Now there is a much more hard-line part of Conservatism, what I showed to you earlier is the more liberalized version of it. I think it can be broken into two parts; Liberalized Conservatism like Burke, Adams, Hamilton, etc… and the Hardline Conservatism like de Maistre and Bonald. I in no way shape or form expect you to like de Maistre but he does provide an interesting take, like him or not.

"Thus, from the maggot up to man, the universal law of the violent destruction of living things is unceasingly fulfilled. The entire earth, perpetually steeped in blood, is nothing but an immense altar on which every living thing must be immolated without end, without restraint, without respite, until the consummation of the world...." – Joseph de Maistre

You can read more about the true Conservatives here.

edit on 12/1/2011 by Misoir because: (no reason given)

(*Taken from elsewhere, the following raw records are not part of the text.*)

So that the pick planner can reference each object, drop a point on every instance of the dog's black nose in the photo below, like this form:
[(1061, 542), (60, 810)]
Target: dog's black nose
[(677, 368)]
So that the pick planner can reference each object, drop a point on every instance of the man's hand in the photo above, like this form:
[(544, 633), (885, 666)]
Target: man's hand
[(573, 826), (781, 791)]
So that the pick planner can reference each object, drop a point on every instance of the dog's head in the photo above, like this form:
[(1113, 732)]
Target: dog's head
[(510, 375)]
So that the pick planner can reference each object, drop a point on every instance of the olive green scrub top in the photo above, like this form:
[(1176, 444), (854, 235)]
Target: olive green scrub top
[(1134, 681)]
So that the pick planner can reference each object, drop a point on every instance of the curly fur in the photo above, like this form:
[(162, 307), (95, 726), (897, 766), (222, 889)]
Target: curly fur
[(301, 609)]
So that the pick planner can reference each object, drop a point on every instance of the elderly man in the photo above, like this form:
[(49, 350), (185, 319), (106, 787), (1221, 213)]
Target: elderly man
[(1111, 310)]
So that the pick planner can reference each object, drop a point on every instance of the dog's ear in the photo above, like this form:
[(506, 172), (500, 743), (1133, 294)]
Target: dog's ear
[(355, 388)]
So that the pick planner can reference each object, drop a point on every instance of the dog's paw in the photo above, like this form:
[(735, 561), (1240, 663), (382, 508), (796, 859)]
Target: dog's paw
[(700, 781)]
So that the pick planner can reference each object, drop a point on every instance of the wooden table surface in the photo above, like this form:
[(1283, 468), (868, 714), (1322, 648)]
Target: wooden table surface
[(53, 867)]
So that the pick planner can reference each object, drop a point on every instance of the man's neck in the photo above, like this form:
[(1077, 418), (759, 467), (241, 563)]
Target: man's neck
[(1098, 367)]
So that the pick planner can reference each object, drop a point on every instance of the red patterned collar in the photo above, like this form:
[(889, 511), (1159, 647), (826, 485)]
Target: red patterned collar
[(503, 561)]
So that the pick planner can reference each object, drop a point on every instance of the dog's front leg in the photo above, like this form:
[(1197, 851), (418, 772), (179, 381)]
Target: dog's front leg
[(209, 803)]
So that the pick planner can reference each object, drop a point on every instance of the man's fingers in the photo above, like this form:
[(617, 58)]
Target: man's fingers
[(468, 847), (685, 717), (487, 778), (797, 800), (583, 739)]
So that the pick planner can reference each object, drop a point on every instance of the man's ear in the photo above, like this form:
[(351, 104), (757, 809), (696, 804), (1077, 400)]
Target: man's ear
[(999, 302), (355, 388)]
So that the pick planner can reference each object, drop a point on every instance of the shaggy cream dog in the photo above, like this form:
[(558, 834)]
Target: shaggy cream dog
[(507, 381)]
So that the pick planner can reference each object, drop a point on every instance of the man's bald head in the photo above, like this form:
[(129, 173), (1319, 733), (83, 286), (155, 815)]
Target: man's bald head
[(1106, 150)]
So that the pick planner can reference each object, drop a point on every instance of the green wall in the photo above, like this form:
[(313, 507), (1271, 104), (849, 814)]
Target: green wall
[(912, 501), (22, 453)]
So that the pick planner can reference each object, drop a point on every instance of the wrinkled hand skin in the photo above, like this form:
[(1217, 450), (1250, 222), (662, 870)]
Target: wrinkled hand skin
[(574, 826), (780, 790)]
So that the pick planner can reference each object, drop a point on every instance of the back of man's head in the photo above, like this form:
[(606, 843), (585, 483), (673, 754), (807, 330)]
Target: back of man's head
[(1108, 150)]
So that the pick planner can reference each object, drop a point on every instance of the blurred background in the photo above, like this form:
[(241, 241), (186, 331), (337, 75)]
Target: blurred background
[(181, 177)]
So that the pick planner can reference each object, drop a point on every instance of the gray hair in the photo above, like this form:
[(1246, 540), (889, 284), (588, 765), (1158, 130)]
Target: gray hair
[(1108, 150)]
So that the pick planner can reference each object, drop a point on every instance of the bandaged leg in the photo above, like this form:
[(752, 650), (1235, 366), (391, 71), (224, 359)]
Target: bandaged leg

reply posted on 1-12-2011 @ 02:54 PM by getreadyalready
reply to post by ANNED



I noticed that too! Some of the questions had a certain tone that seemed to try and lead the answer.


reply posted on 8-12-2011 @ 10:47 PM by Kali74
Originally posted by KingAtlas
reply to
post by getreadyalready



I think you call yourself a human being....

I ended up beside ghandi, the dali lama, and nelson mandela, so I am in good company.


That's where I ended up too and felt the same way lol.